Roush Review: ‘Spielberg’ and a Life Worthy of Hollywood Legend

Director Steven Spielberg on a miniature set for Raiders of the Lost Ark
Paramount/courtesy Everett Collection
Director Steven Spielberg on a miniature set for RAIDERS OF THE LOST ARK, 1981,

Growing up on the movies of Steven Spielberg, it often felt like we, and he, would never lose that infectious sense of childlike awe and wonder. “Steven intuitively looks at the world through a lens of innocence,” says producer Kathleen Kennedy, one of more than 80 admiring peers who help canonize the fabled director in Susan Lacy’s terrifically entertaining and tremendously moving, yet even critical at times, biography.

At nearly two-and-a-half hours, Spielberg is as epic in scope and lively in detail as the classic films (Lawrence of Arabia in particular) he devoured and studied while dreaming of helming his own masterpieces. Movies were his escape, moviemaking his therapy, he readily confesses in a series of revealing interviews.

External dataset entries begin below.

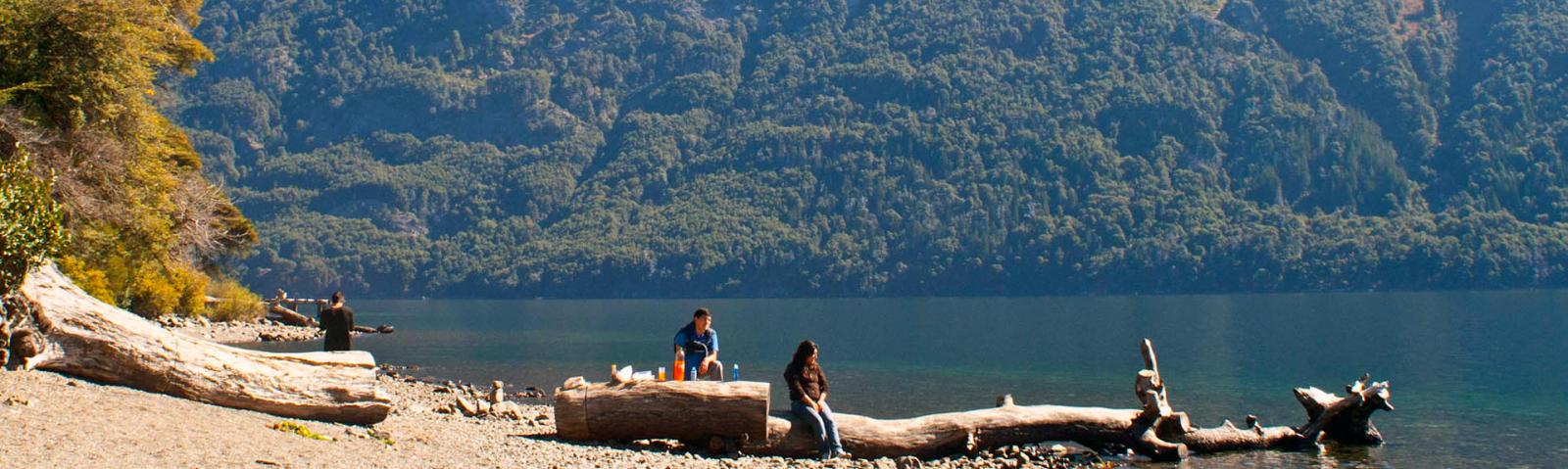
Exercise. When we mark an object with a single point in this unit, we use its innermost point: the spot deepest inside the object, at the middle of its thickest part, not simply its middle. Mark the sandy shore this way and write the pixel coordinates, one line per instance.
(57, 421)
(240, 331)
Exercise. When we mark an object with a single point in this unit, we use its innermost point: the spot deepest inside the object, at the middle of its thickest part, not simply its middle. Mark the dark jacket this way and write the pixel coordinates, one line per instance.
(337, 323)
(804, 383)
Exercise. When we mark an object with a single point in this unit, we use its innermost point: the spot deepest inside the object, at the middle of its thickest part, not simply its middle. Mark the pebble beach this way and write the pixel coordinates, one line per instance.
(57, 421)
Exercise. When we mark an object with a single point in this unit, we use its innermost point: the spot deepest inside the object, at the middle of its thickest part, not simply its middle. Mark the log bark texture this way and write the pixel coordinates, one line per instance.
(692, 411)
(1152, 430)
(670, 409)
(289, 315)
(70, 331)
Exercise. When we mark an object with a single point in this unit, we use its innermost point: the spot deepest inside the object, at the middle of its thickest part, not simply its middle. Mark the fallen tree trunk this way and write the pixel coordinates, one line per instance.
(665, 409)
(289, 315)
(63, 328)
(670, 409)
(1154, 430)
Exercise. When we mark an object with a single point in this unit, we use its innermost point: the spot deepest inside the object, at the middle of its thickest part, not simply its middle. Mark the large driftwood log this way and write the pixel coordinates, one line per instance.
(1152, 430)
(692, 411)
(674, 409)
(289, 315)
(67, 330)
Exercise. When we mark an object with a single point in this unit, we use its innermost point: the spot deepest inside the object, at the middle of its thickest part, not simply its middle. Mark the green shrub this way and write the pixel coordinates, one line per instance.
(153, 295)
(192, 287)
(28, 220)
(235, 303)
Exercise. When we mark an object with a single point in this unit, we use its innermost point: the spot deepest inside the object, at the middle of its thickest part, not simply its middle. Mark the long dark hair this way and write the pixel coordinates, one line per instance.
(804, 356)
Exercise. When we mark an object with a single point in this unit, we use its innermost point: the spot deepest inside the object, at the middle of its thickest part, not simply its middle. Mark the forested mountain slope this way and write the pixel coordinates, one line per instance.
(659, 148)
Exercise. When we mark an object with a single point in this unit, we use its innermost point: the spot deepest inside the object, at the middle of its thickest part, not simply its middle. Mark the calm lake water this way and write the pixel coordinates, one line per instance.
(1479, 378)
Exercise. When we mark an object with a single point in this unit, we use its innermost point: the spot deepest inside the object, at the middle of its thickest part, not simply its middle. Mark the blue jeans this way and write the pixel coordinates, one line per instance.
(822, 427)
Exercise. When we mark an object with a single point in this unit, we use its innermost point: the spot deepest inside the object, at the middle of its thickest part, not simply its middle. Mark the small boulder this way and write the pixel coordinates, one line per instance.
(467, 406)
(507, 409)
(498, 391)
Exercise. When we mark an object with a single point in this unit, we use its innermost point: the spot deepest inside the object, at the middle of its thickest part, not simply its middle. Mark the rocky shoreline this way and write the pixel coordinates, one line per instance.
(130, 429)
(433, 424)
(261, 330)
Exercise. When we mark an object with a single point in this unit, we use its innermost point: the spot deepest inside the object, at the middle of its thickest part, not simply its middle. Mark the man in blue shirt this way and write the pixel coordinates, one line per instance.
(698, 346)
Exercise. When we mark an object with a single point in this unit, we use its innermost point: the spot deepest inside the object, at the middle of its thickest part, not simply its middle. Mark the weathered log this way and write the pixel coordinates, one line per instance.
(695, 411)
(73, 333)
(290, 317)
(670, 409)
(1152, 430)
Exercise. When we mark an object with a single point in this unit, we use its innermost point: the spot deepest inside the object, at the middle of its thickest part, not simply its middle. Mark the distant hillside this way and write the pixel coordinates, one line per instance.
(493, 148)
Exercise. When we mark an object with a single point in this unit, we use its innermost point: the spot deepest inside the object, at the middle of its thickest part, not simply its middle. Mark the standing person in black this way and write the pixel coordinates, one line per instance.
(808, 399)
(337, 320)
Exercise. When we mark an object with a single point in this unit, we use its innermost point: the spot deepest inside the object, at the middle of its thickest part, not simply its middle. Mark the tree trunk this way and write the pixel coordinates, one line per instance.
(670, 409)
(70, 331)
(290, 317)
(1152, 430)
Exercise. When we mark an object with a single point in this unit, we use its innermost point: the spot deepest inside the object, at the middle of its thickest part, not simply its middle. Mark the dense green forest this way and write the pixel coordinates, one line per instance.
(94, 176)
(678, 148)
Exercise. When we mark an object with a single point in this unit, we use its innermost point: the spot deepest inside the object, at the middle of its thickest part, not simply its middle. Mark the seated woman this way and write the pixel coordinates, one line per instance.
(808, 399)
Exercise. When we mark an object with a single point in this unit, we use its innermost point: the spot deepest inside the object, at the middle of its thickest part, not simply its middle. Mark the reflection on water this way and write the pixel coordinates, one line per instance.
(1457, 361)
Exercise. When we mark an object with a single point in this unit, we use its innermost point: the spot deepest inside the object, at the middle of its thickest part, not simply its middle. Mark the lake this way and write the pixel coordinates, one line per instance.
(1479, 378)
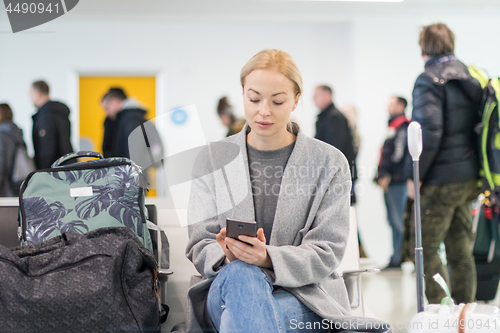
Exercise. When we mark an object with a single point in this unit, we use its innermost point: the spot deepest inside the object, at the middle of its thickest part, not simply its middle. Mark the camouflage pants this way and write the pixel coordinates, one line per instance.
(447, 217)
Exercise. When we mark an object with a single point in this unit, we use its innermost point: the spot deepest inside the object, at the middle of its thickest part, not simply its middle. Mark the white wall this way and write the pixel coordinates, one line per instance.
(366, 59)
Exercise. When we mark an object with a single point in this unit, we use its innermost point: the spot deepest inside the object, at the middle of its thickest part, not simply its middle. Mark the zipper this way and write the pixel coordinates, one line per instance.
(68, 168)
(81, 262)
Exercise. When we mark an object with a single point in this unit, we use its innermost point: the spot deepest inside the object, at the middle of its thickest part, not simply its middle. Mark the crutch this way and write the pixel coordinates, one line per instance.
(415, 147)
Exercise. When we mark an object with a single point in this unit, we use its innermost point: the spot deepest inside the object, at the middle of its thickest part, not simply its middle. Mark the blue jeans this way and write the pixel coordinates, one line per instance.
(242, 299)
(395, 202)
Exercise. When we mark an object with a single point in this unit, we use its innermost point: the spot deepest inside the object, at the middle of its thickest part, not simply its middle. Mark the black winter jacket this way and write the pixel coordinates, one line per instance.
(395, 151)
(116, 132)
(332, 127)
(51, 133)
(446, 102)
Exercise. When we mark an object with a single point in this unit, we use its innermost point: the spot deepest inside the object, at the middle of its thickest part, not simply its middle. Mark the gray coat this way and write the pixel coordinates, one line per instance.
(309, 233)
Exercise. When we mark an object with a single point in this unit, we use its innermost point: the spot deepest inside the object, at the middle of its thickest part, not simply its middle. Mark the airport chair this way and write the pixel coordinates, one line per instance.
(349, 268)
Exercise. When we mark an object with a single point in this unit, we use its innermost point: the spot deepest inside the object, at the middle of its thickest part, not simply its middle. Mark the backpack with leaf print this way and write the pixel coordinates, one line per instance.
(81, 197)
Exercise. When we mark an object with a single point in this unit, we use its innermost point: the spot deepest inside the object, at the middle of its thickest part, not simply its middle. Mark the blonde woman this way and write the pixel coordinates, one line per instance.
(298, 194)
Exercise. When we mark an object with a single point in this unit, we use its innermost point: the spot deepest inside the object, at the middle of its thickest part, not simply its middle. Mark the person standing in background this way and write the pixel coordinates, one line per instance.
(351, 114)
(446, 102)
(391, 176)
(123, 115)
(332, 127)
(51, 127)
(11, 137)
(226, 115)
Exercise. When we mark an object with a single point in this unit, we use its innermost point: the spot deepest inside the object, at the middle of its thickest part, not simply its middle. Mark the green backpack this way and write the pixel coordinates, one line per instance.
(81, 197)
(489, 135)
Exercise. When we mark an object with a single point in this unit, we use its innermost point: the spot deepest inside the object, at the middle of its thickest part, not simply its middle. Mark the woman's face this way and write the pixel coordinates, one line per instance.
(268, 98)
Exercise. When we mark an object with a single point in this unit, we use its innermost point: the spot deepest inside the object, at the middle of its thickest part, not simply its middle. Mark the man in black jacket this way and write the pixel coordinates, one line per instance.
(446, 103)
(123, 116)
(51, 127)
(391, 174)
(332, 127)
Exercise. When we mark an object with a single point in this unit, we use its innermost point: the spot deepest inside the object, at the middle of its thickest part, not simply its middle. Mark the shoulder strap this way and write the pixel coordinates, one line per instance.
(478, 75)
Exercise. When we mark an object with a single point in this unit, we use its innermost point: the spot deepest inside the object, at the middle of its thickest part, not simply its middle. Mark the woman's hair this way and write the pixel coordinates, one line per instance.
(225, 109)
(276, 60)
(5, 113)
(436, 39)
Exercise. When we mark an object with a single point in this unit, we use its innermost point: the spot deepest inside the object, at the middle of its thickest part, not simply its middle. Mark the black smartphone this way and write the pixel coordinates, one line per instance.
(235, 227)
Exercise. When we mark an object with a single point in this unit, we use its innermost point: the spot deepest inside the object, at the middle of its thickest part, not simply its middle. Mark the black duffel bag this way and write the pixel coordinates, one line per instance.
(102, 281)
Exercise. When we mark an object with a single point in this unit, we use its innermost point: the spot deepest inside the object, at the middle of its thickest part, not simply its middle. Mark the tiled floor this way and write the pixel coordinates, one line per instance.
(391, 296)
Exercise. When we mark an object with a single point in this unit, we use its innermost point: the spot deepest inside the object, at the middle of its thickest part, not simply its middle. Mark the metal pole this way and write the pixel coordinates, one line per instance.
(419, 255)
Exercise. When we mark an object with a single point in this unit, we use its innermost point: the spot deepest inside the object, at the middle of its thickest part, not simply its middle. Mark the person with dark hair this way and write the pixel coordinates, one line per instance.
(123, 115)
(11, 137)
(333, 128)
(446, 101)
(391, 176)
(226, 115)
(51, 127)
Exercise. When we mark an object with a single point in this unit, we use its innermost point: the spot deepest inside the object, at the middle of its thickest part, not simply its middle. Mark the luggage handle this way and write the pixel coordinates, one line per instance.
(72, 156)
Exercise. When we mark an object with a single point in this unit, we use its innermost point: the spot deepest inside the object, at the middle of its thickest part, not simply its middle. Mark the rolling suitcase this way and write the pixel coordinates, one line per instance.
(445, 317)
(487, 252)
(102, 281)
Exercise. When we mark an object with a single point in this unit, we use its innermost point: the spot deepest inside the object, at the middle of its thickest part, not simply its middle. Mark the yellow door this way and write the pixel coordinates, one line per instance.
(92, 115)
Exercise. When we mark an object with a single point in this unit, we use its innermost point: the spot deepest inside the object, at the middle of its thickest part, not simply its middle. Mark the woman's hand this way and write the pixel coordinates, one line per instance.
(221, 239)
(255, 255)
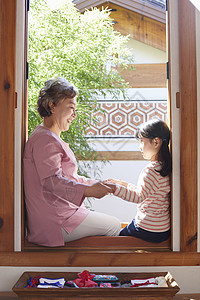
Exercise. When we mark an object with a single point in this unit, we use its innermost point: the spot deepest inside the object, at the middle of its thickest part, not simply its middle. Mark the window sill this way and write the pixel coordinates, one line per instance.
(104, 243)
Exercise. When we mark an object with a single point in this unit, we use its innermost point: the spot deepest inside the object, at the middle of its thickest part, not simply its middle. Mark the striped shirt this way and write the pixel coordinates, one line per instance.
(151, 195)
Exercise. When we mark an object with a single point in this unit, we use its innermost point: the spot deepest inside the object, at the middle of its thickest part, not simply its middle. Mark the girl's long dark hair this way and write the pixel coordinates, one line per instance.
(157, 128)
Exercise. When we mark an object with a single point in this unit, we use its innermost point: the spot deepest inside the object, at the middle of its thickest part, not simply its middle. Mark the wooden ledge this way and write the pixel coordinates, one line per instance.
(104, 243)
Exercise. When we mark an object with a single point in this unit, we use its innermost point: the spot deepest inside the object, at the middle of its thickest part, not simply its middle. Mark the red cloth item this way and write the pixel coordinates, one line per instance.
(85, 280)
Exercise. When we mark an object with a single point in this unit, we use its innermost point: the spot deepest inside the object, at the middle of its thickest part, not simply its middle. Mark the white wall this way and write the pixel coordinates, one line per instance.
(112, 205)
(143, 53)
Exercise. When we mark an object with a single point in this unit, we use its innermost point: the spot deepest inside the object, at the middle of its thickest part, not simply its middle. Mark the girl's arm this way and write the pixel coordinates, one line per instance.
(117, 181)
(147, 184)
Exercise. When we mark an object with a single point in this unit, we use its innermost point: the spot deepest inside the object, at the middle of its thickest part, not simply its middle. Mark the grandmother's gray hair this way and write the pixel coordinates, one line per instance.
(54, 91)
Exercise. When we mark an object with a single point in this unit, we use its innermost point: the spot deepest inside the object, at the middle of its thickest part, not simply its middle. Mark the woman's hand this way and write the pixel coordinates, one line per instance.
(99, 190)
(116, 181)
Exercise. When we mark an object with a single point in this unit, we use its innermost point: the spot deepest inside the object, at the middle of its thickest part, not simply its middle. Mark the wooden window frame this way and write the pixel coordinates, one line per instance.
(188, 255)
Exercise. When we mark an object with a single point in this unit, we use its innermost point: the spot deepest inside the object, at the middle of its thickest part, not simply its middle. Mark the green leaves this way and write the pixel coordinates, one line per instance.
(84, 49)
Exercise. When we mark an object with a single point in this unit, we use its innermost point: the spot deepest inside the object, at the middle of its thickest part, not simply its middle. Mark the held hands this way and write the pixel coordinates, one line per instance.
(116, 181)
(99, 189)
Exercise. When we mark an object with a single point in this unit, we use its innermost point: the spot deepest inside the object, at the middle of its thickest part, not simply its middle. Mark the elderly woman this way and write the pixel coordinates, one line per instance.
(54, 192)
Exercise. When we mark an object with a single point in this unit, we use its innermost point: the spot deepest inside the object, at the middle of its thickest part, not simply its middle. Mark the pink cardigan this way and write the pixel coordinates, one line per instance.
(53, 189)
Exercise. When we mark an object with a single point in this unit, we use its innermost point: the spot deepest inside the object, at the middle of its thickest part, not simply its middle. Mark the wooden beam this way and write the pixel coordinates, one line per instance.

Still impish at 70, Spielberg is candid and deeply personal when discussing the pain of being a suburban child of divorce (though mostly glossing over his own split from his first wife, actress Amy Irving). He and Spielberg are at their best when reflecting his life through his work as it helped shape the popular culture of our times. Lacy refined this formula of artistic profile during her acclaimed tenure at PBS’s American Masters, and the broad canvas of Spielberg’s staggeringly iconic output—Jaws, Close Encounters of the Third Kind, E.T. the Extra-Terrestrial, the Indiana Jones and Jurassic Park franchises, Schindler’s List, Saving Private Ryan, Lincoln and beyond—gives her and her subject a bounty of lore to explore in fascinating close-up.

Leonardo DiCaprio (Catch Me if You Can) neatly sums up this well-documented career as a “pretty fantastic Hollywood story,” from his early days of sneaking onto the Universal backlot when he couldn’t get into film school and catching the eye of studio boss Sid Sheinberg, to an unparalleled track record of reshaping the industry with his visionary, technical and commercial breakthroughs. Footage of him horsing around with fellow “movie brats” George Lucas, Martin Scorsese and Brian De Palma captures a cultural moment and movement. “We were just a bunch of crazy kids,” says Lucas. But they were so much more.

Like you often do with his movies, Spielberg is engineered to make you laugh, cry and marvel at how he pulled it off. It’s impossible not to be charmed watching him direct child actors Henry Thomas and Drew Barrymore on the set of E.T., as much pal as father figure. Years later, the profound emotional impact of having filmed his Oscar-winning Schindler’s List on the hallowed ground of Auschwitz led Spielberg to reclaim his Judaism and “changed my entire approach to cinema.”

His enthusiasms undimmed by time, Spielberg insists, “Every time I start a new scene, I’m nervous.”

As Dustin Hoffman wryly muses, “Steven’s like a guy who works for Steven Spielberg.”

Boss or mensch, he’s the epitome of a living legend.